PERICARDITIS



Nitrum (kali nitricum) ought to prove curative in some cases of pericarditis, especially if it appears as a complication of acute rheumatism or Bright’s disease. It has many symptoms which indicate its use in cardiac inflammation.

Gelsemium is rarely indicated in acute inflammations of the heart. It may be useful in the first stage, and for a very short time. It is useful in cases having a catarrhal origin; rarely, if ever, in rheumatic pericarditis; and never when from diseases of the kidneys.
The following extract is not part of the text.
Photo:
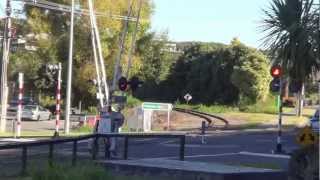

The symptoms calling for its administration are: chilliness, then fever, with feeling of dullness, heaviness and swimming in the head (occiput); stitching sensation in the region of the heart; constrictive pain around the lower part of the chest; sudden attacks of suffocation; inspiration of a sighing and catching character; expirations sudden and forcible; heart’s sounds intensified; pulse full, rapid, soft.

For these symptoms the proper dose lies below the 2nd dilution. No result will be gained in inflammatory affections if the higher attenuations are used. Its administration should not be continued after the pulse becomes slower and softer, unless we change the dilution to the 6th or 12th, for if indicated in the third stage, it is for the tendency to paralysis of the heart, which is a primary effect of the medicine.

Veratrum viride. The same remarks are applicable to this medicine that have been applied to gelsemium. It may, however, be given in those cases of idiopathic or rheumatic pericarditis that are ushered in by violent fever, full, hard, bounding pulse, with congestion to the head, throbbing carotids, etc. The pain is burning, constant, with oppression of the chest; sensation as of a heavy load on the chest; heart’s action violent and tumultuous; respirations rapid, labored, and sighing. Dose, 1 drop of the tincture, or first decimal dilution, repeated every two hours.

Unlike the veratrum alb., it cannot be used in the second or third stages, unless we have the rare phenomena of vomiting, cold skin, pulse 20 or 30, and here it must be given in the 6th dil.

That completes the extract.